Tratar como tarefa de TI. Não é. É rotina de recepção. Quem tem que dominar a ferramenta é quem recebe o hóspede, não um técnico que aparece uma vez por mês.
Ignorar a LGPD depois de digitalizar. Dado digital também vaza. Senha forte, acesso individual, e nada de exportar planilha com CPF de hóspede para o WhatsApp do grupo da equipe.
Onde um sistema de gestão entra nessa história
Uma distinção importante: a FNRH em si é preenchida na plataforma do governo. Nenhum sistema privado substitui isso.
O que muda é o trabalho ao redor. Para o pré-check-in funcionar, você precisa saber quem chega amanhã, em qual quarto, com qual contato — e conseguir disparar a mensagem certa na hora certa. Se essa informação está espalhada entre o painel do Airbnb, o extranet do Booking, uma planilha e o WhatsApp, você não vai conseguir manter a rotina por mais de duas semanas.
O HospDay resolve exatamente essa parte. As reservas de Airbnb, Booking, Expedia e VRBO chegam sincronizadas via iCal para um calendário único, então a lista de chegadas dos próximos dias está sempre pronta. As conversas de todos os canais ficam em uma caixa de entrada só, o que torna simples enviar o link de pré-check-in sem caçar o contato do hóspede em três aplicativos.

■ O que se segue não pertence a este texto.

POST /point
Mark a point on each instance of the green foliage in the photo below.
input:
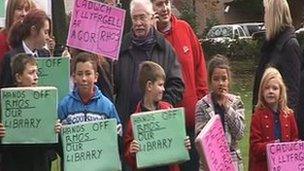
(188, 14)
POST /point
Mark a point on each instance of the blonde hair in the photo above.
(12, 6)
(277, 17)
(269, 74)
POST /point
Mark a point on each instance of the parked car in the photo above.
(251, 28)
(300, 31)
(222, 33)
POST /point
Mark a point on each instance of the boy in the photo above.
(151, 81)
(26, 157)
(86, 102)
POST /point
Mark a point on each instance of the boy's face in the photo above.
(85, 77)
(29, 77)
(156, 89)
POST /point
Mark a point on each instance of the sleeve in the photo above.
(235, 118)
(291, 75)
(201, 117)
(114, 113)
(128, 138)
(257, 143)
(199, 66)
(174, 86)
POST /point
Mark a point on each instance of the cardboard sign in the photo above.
(212, 143)
(96, 27)
(29, 115)
(285, 156)
(161, 135)
(91, 146)
(55, 72)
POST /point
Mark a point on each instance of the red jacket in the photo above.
(192, 60)
(128, 138)
(262, 133)
(4, 48)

E a gestão de equipe permite convidar recepção, limpeza e financeiro com permissões específicas — cada um vê apenas o que precisa, que é a mesma disciplina que o SNRHos exige de você.

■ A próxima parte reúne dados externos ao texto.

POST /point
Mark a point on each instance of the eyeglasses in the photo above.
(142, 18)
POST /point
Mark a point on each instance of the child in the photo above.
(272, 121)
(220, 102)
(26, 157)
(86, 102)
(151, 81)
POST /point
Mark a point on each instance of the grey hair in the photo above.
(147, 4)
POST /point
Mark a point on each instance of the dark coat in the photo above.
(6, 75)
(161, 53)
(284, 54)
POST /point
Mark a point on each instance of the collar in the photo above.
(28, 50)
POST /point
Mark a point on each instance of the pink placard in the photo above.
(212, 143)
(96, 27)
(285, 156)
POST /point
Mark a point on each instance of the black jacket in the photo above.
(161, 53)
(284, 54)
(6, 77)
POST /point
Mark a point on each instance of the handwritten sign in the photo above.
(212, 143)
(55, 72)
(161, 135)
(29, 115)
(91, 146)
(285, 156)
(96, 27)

Na planilha, montar a lista de chegadas da semana é um trabalho manual de 20 minutos que você refaz toda segunda. Com o calendário sincronizado, é uma tela que já está aberta.

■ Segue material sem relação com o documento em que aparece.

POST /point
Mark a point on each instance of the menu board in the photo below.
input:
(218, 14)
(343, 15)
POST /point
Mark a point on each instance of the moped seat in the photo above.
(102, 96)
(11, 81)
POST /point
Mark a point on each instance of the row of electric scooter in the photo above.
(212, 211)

O HospDay tem teste grátis de 14 dias, sem cartão de crédito. Se você está estruturando a rotina de pré-check-in agora, é um bom momento para colocar as reservas em ordem primeiro: conheça o HospDay.
Perguntas frequentes
Ainda posso usar ficha de papel como alternativa?
O modelo oficial passou a ser digital. O papel deixou de ser a forma prevista de registro. Você pode manter um formulário interno próprio para uso operacional, mas ele não substitui o registro na plataforma oficial.
O hóspede precisa ter conta gov.br para preencher?
O acesso do estabelecimento ao sistema é feito por conta gov.br. Para o hóspede, o preenchimento pode ser feito por QR Code ou link, e hóspedes estrangeiros não precisam criar conta gov.br para completar o registro.
Meu hotel usa um PMS. Preciso preencher tudo duas vezes?
O sistema prevê integração com PMS. Vale confirmar com o seu fornecedor qual é o status dessa integração antes de assumir que ela já está disponível. Enquanto não estiver, a rotina prática é a mesma: coletar os dados no pré-check-in e registrá-los na plataforma oficial.
O próximo passo
Faça uma coisa só hoje: entre no Cadastur e confirme se a inscrição da sua propriedade está válida. É o pré-requisito de tudo, é rápido de verificar e é onde a maioria descobre um problema.
Com o cadastro em ordem, monte a rotina de pré-check-in: defina em que momento o link vai ser enviado (48h antes é um bom padrão), quem da equipe é responsável e o que acontece quando o hóspede não preenche. Uma rotina escrita de cinco linhas vale mais do que qualquer ferramenta.
E se a sua lista de chegadas ainda mora em três lugares diferentes, comece por aí — porque não existe pré-check-in consistente sem saber, todo dia, exatamente quem chega amanhã.